AI did not emerge on a healthy or just planet. It emerged within platform capitalism, the concentration of big tech power, the precarization of intellectual labor, the logic of algorithmic surveillance, and corporate obsession with infinite growth. Expecting it to arrive pure was naïve.
But it also feels simplistic to pretend that AI can be reduced to spam generation, layoffs, and fake Pixar-style portraits. There is medical research being accelerated through machine learning. There is molecular modeling, accessibility, translation, and the automation of miserable, repetitive tasks. There are ordinary people now able to produce, study, and learn at scales that were previously impossible.

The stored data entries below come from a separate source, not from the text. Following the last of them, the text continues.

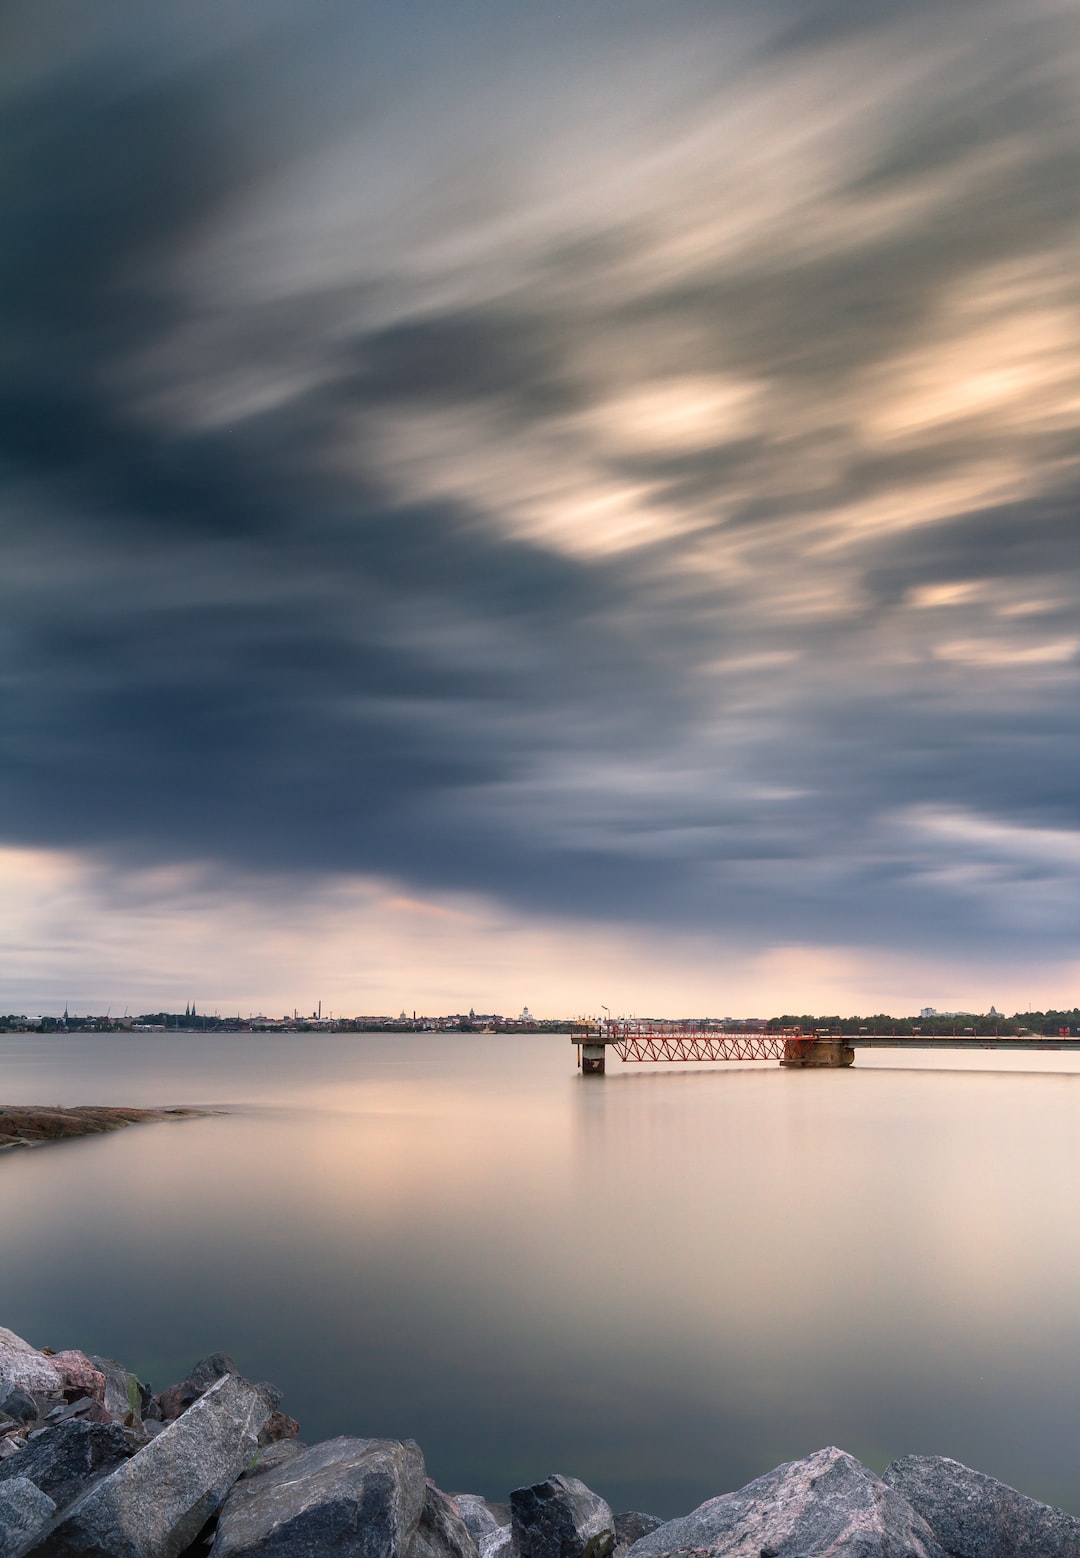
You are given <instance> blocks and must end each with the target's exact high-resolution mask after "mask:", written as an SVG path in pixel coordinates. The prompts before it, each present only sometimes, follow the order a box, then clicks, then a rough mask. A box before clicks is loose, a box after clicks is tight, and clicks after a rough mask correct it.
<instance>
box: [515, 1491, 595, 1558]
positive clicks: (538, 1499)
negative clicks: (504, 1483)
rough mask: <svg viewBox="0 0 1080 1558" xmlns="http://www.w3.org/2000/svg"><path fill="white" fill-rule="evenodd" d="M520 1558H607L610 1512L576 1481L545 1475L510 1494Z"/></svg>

The problem is that the internet transformed all of this into a religious war — perhaps because AI touched something far more intimate than previous technologies did. Social media spent years destroying people’s attention spans, but still felt like “platforms”; algorithms were shaping human behavior long before chatbots; industrial automation was eliminating jobs long before LLMs existed. But generative AI entered directly into language, writing, reasoning, creativity, and intellectual labor. It touched ego, identity, and people’s sense of usefulness. Maybe that is why so many discussions about AI take on an almost spiritual tone.
In the end, I do not think the most interesting question is whether AI is good or fascist.
The more honest question may be this: what do we do once we realize that material survival, economic comfort, personal ethics, and participation in morally questionable systems were never truly separate things?
Because perhaps the most disturbing aspect of AI is not technical at all, but the fact that it removed the disguise.